Już 5 września ogólnopolska inicjatywa Narodowe Czytanie, tym razem z tekstem "Balladyny" Juliusza Słowackiego. Żory mogą być dumne, gdyż ponad 200 organizatorów akcji w całym kraju skorzysta ze scenariusza Anety Antosiak.
Aneta Antosiak to człowiek-orkiestra
Polonistka, anglistka, politolożka, reżyserka i autorka scenariuszy, animatorka życia kulturalnego. Laureatka Nagrody Kulturalnej Prezydenta Miasta Żory. To także, można powiedzieć, "naczelna" miejska reżyserka. Zrealizowała już wiele znakomitych spektakli teatralnych z grupami Miejskiego Ośrodka Kultury, Żorskim Teatrem Muzycznym, a także własnych projektów z udziałem mieszkańców miasta, w tym przedstawicieli władz. Od kilku lat we współpracy z MOK proponuje także teatralne wersje lektur z Narodowego Czytania oraz reżyseruje samą akcję czytania. W tym roku jest podobnie.
5 września chcemy zaprosić na żartobliwe spotkanie z tekstem Słowackiego, wykorzystamy improwizacyjne umiejętności zgłoszonych osób, będziemy czytali teksty na różne sposoby - wyjaśnia reżyserka.
Z kolei 15 i 16 listopada pokażemy spektakl, wydobywając z niego właśnie pytania o skomplikowaną ludzką naturę. Wystąpi z nami Kapela Fedaków, która swoją muzyką pokaże to przenikanie się baśniowości i realizmu w "Balladynie".
Aneta udostępniła innym podmiotom bezpłatnie efekty kilku miesięcy własnej pracy nad tekstem dramatu.
Ponieważ spędziłam z "Balladyną" kilka miesięcy, postanowiłam podzielić się owocami pracy z chętnymi. Mam świadomość, że wielu nauczycieli teraz skupia się na przygotowaniu do pracy w trudnych warunkach, więc chciałam ich wspomóc. Zwykle udostępniam pomysły po premierze, ale tym razem wiedziałam, że przydadzą się innym.
Mam świadomość, że zainteresowanie wynikło z faktu, że dramat Słowackiego będzie czytany w całej Polsce. Utwór w całości jest bardzo długi. Udostępniłam jego wersję skróconą o ponad połowę, którą żorzanie zobaczą w połowie listopada, oraz pomysł na casting na "Balladynę", który pokażemy już 5 września o godz.17.00
Wielu z nas czytało ten utwór w szkole.
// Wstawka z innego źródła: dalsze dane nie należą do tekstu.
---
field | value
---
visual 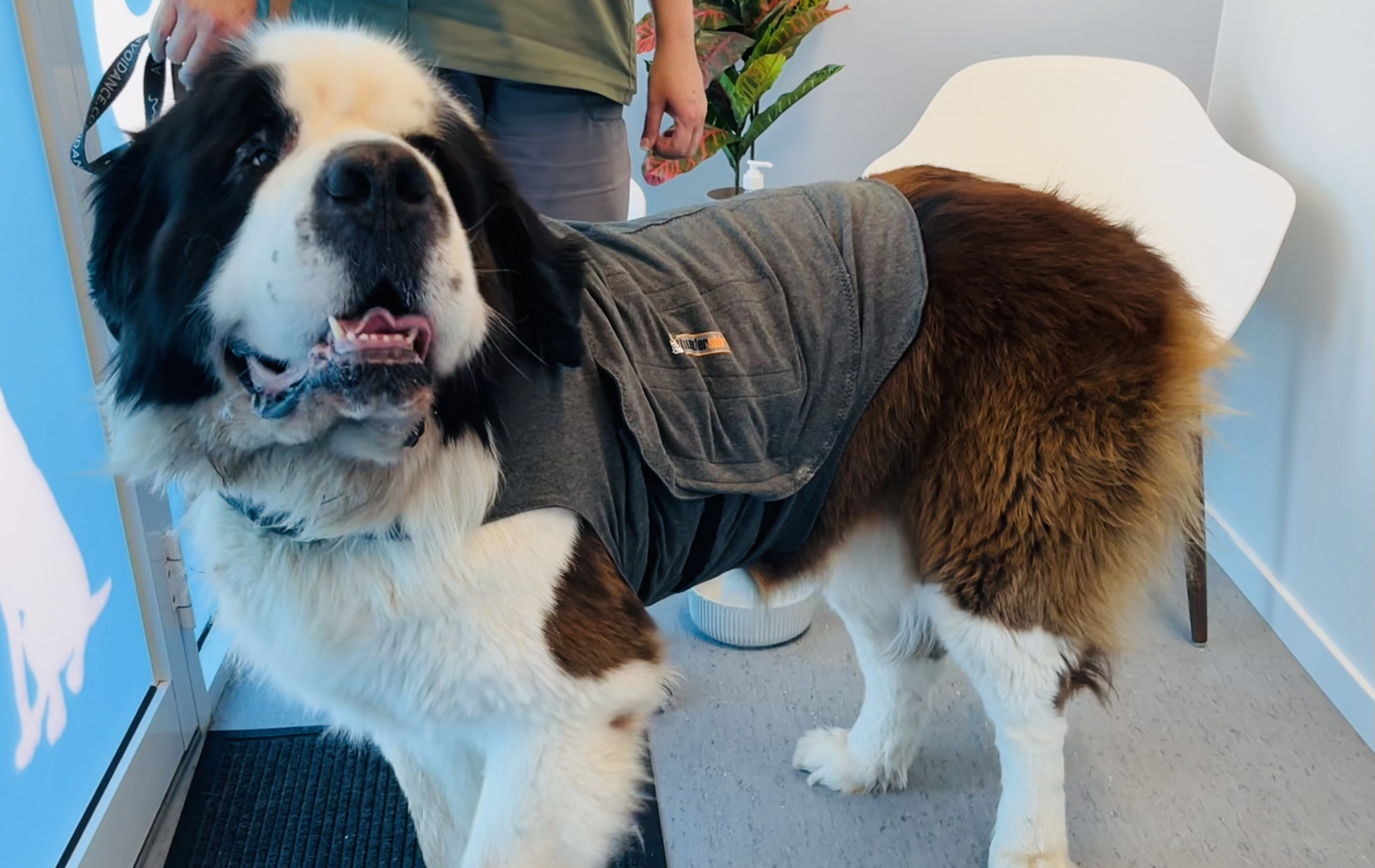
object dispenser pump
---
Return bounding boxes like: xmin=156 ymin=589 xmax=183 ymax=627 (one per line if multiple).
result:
xmin=740 ymin=159 xmax=773 ymax=192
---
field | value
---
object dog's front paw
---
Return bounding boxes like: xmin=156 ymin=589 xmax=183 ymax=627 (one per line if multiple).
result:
xmin=989 ymin=851 xmax=1077 ymax=868
xmin=792 ymin=726 xmax=908 ymax=795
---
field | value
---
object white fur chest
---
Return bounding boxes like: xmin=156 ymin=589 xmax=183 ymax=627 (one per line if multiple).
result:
xmin=188 ymin=495 xmax=578 ymax=729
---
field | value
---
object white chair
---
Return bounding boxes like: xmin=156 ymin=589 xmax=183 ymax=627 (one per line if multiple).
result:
xmin=626 ymin=179 xmax=645 ymax=220
xmin=865 ymin=56 xmax=1294 ymax=644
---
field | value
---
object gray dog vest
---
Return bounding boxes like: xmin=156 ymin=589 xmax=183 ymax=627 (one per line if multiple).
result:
xmin=488 ymin=182 xmax=927 ymax=603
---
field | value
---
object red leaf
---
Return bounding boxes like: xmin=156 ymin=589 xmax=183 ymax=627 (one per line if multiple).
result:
xmin=697 ymin=30 xmax=755 ymax=85
xmin=740 ymin=0 xmax=790 ymax=30
xmin=692 ymin=0 xmax=740 ymax=30
xmin=635 ymin=12 xmax=657 ymax=54
xmin=640 ymin=127 xmax=730 ymax=187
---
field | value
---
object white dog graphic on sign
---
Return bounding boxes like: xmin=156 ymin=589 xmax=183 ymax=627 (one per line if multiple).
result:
xmin=0 ymin=381 xmax=110 ymax=770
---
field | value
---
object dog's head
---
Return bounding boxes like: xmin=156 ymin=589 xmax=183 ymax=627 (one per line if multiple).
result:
xmin=90 ymin=26 xmax=582 ymax=488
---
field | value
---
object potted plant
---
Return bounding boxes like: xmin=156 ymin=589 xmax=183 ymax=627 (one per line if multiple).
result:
xmin=635 ymin=0 xmax=850 ymax=195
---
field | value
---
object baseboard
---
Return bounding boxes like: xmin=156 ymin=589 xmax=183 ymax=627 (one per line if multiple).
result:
xmin=1207 ymin=506 xmax=1375 ymax=750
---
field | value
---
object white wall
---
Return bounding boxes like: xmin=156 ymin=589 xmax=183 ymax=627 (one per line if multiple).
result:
xmin=626 ymin=0 xmax=1222 ymax=211
xmin=1207 ymin=0 xmax=1375 ymax=747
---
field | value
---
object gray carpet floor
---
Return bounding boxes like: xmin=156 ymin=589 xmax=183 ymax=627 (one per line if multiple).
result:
xmin=206 ymin=564 xmax=1375 ymax=868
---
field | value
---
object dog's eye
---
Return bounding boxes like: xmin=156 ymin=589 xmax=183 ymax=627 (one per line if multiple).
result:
xmin=242 ymin=144 xmax=276 ymax=169
xmin=234 ymin=132 xmax=281 ymax=174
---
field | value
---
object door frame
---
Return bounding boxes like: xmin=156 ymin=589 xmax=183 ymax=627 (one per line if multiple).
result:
xmin=14 ymin=0 xmax=224 ymax=868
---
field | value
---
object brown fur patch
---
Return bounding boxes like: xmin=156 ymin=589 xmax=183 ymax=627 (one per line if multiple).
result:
xmin=753 ymin=166 xmax=1221 ymax=648
xmin=1054 ymin=648 xmax=1112 ymax=712
xmin=544 ymin=526 xmax=663 ymax=681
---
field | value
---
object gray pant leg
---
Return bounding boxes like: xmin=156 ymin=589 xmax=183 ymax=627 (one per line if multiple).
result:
xmin=487 ymin=80 xmax=630 ymax=223
xmin=440 ymin=70 xmax=630 ymax=223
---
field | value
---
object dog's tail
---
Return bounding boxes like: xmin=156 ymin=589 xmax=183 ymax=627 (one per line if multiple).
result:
xmin=880 ymin=166 xmax=1228 ymax=650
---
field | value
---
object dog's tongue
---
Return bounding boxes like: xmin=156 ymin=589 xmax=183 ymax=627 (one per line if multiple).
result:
xmin=330 ymin=307 xmax=432 ymax=364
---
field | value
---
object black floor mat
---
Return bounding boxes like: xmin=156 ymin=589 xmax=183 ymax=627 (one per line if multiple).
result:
xmin=166 ymin=726 xmax=667 ymax=868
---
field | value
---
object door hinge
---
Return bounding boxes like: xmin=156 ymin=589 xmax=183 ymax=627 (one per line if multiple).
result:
xmin=162 ymin=530 xmax=195 ymax=631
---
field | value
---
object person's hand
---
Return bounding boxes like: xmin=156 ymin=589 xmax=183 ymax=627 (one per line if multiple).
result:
xmin=640 ymin=38 xmax=707 ymax=159
xmin=148 ymin=0 xmax=257 ymax=87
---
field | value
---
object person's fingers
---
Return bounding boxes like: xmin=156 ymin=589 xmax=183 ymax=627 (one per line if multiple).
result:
xmin=640 ymin=96 xmax=664 ymax=151
xmin=164 ymin=18 xmax=200 ymax=63
xmin=654 ymin=124 xmax=692 ymax=159
xmin=148 ymin=0 xmax=177 ymax=63
xmin=177 ymin=33 xmax=216 ymax=88
xmin=680 ymin=113 xmax=707 ymax=154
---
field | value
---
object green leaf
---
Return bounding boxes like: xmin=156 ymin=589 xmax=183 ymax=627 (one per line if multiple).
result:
xmin=697 ymin=30 xmax=755 ymax=84
xmin=755 ymin=4 xmax=850 ymax=58
xmin=726 ymin=54 xmax=788 ymax=122
xmin=707 ymin=73 xmax=740 ymax=135
xmin=635 ymin=12 xmax=659 ymax=54
xmin=740 ymin=63 xmax=845 ymax=148
xmin=692 ymin=0 xmax=740 ymax=30
xmin=640 ymin=127 xmax=733 ymax=187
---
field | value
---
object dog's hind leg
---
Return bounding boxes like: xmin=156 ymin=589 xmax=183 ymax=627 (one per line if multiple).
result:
xmin=461 ymin=662 xmax=663 ymax=868
xmin=792 ymin=523 xmax=944 ymax=793
xmin=921 ymin=585 xmax=1092 ymax=868
xmin=374 ymin=738 xmax=483 ymax=868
Zwykle sprowadzamy go do zbierania malin i walki o miłość, ale 5-aktowy dramat jest bardzo złożony i nie czyta się go łatwo. To nie baśń na dobranoc. Jak rozumieć go dziś?
Jeżeli zanurzymy się w ten tekst, odkrywamy w nim głęboką prawdę o człowieku - wyjaśnia Aneta Antosiak.
Od zawsze miałam słabość do dramatu Słowackiego. Połączenie komedii i tragedii, wierności wartościom i odejścia od nich. Dla mnie "Balladyna" stawia pytania o ścieżkę zła w człowieku. Jest takim polskim "Makbetem".
Miejski Ośrodek Kultury zaprasza zatem do lektury i udziału w żorskich wydarzeniach Narodowego Czytania.